As well as building a base of directly-affected people ready to take action and developing the flexibility to identify and campaign at different sets of targets, we have engaged in electoral politics. Across the US, immigrant-led organisations have undertaken voter engagement work, registering and mobilising voters, endorsing candidates and recruiting members and allies to run for office. We have found we must be able to communicate with elected officials in the language they best understand – votes – and, where they refuse to communicate with us, to lift up the leadership of those who will.
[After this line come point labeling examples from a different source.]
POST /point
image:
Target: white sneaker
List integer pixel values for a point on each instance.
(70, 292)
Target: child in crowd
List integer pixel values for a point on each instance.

Daniel Altschuler, co-executive director, Maegan Llerena, Pennsylvania director, and Leo Murrieta, Nevada director, Make the Road Action, USA @MaketheRoadAct

Emotional solidarity counters criminalisation

The Iuventa ship conducted search-and-rescue operations in the Mediterranean from 2016 until it was confiscated by Italian authorities in August 2017. Twenty-one sea rescuers were later charged with ‘facilitating unauthorised migration’. If convicted, we face up to 20 years in prison.

Across Europe and beyond, structures in solidarity with people on the move have been increasingly impacted by obstruction and criminalisation. These are well-orchestrated tools to systematically shut down borders by means of pushbacks, deportations, ignoring distress cases at sea, arbitrary arrests and convictions of migrants, gravely violating international law. It is important to not confuse solidarity structures with the primary target of the repressive measures but to understand them as a barrier to counter the impact of the violent European border regime.

We experience criminalisation as an integral part of efforts to hinder solidarity structures. However, its ability to deter or even paralyse lies in its effectiveness as a source of fear at the individual level. Yet instilled fear can also bring about anger with the potential to strengthen and mobilise political action – thus making repression ineffective. When authorities want to intimidate us, we must reply with determination and preparedness, not to avoid legal consequences but to endure them. This is because, ironically, the criminalisation of our political actions proves their effectiveness.

The underlying mechanisms of repression often have disguised impacts. Promoting a hegemony in which activists censor themselves, for example, is among the most effective and demobilising pitfalls. Individuals need to have agency in order to recognise these mechanisms and transform repression into an opportunity.

In this context, the outcome of any legal case is by no means reducible to acquittal or conviction. Criminalisation requires neither to unleash its destructive momentum in our networks.

So, let us strike up emotional solidarity – recognising that emotions can escalate political participation as well as demobilising solidarity structures – and pay attention to strategic choices, uncovering their underlying mechanisms linking the ability of each of us to endure repression to the necessity to fuse a collective movement identity. In other words: be careful with each other, so you can be dangerous together.